Cass. soc. 13-5-2026 n° 25-10.127 F-B
En matière de santé et de sécurité au travail des salariés intérimaires, le Code du travail prévoit que pendant la durée de la mission, l’entreprise utilisatrice (EU) est responsable des conditions d’exécution du travail du salarié intérimaire (C. trav., art. L.1251-21, 4°).
La jurisprudence a jugé pour sa part qu'il incombe, au premier chef, à l'entreprise utilisatrice de prendre toutes les dispositions nécessaires pour assurer cette protection, même si la responsabilité de la protection de la santé et de la sécurité des travailleurs temporaires est commune à l'employeur (l'entreprise de travail temporaire - ETT), et à l'EU (Cass. soc. 26-2-2020 n° 18-22.556 FS-PBRI : RJS 5/20 n° 241).

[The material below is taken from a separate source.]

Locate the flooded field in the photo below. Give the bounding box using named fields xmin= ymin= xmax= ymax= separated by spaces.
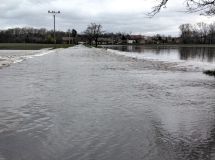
xmin=0 ymin=46 xmax=215 ymax=160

Dans un arrêt du 13 mai 2026, la chambre sociale de la Cour de cassation précise les obligations réciproques de l’ETT et de l’EU en la matière en répondant aux deux questions qui lui étaient posées :
Qui de l’ETT ou de l’EU doit intégrer les risques professionnels des salariés intérimaires dans le document unique d'évaluation des risques professionnels (DUERP) ?
Quelles sont les obligations de l’ETT à l’égard de son CSE ?
Pour mémoire, toute entreprise est tenue d’élaborer et de mettre à jour un DUERP (C. trav. art. L 4121-1 et s. ; R 4121-1 s.). A défaut, elle encoure l’amende pénale prévue pour les contraventions de 5e classe (C. trav. art. R 4741-1). Signalons que la loi relative à la lutte contre les fraudes sociales et fiscales, définitivement adoptée le 11 mai 2026 mais qui fait l’objet d’un recours devant le Conseil constitutionnel, prévoit de remplacer cette amende pénale par une amende administrative.
Le DUERP incombe à l’entreprise utilisatrice
Dans cette affaire, une fédération syndicale et le CSE d’une entreprise de travail temporaire, reprochant à l’employeur de ne pas veiller suffisamment à la santé et à la sécurité des intérimaires, avaient saisi le tribunal judiciaire afin d’ordonner à l’ETT de mettre à jour son DUERP ainsi que son programme annuel de prévention des risques professionnels et d’amélioration des conditions de travail (Papripact), pour y intégrer les risques professionnels et les actions de prévention concernant les salariés intérimaires, et de consulter le CSE sur ces mises à jour. La cour d’appel avait rejeté leur demande. La chambre sociale de la Cour de cassation confirme.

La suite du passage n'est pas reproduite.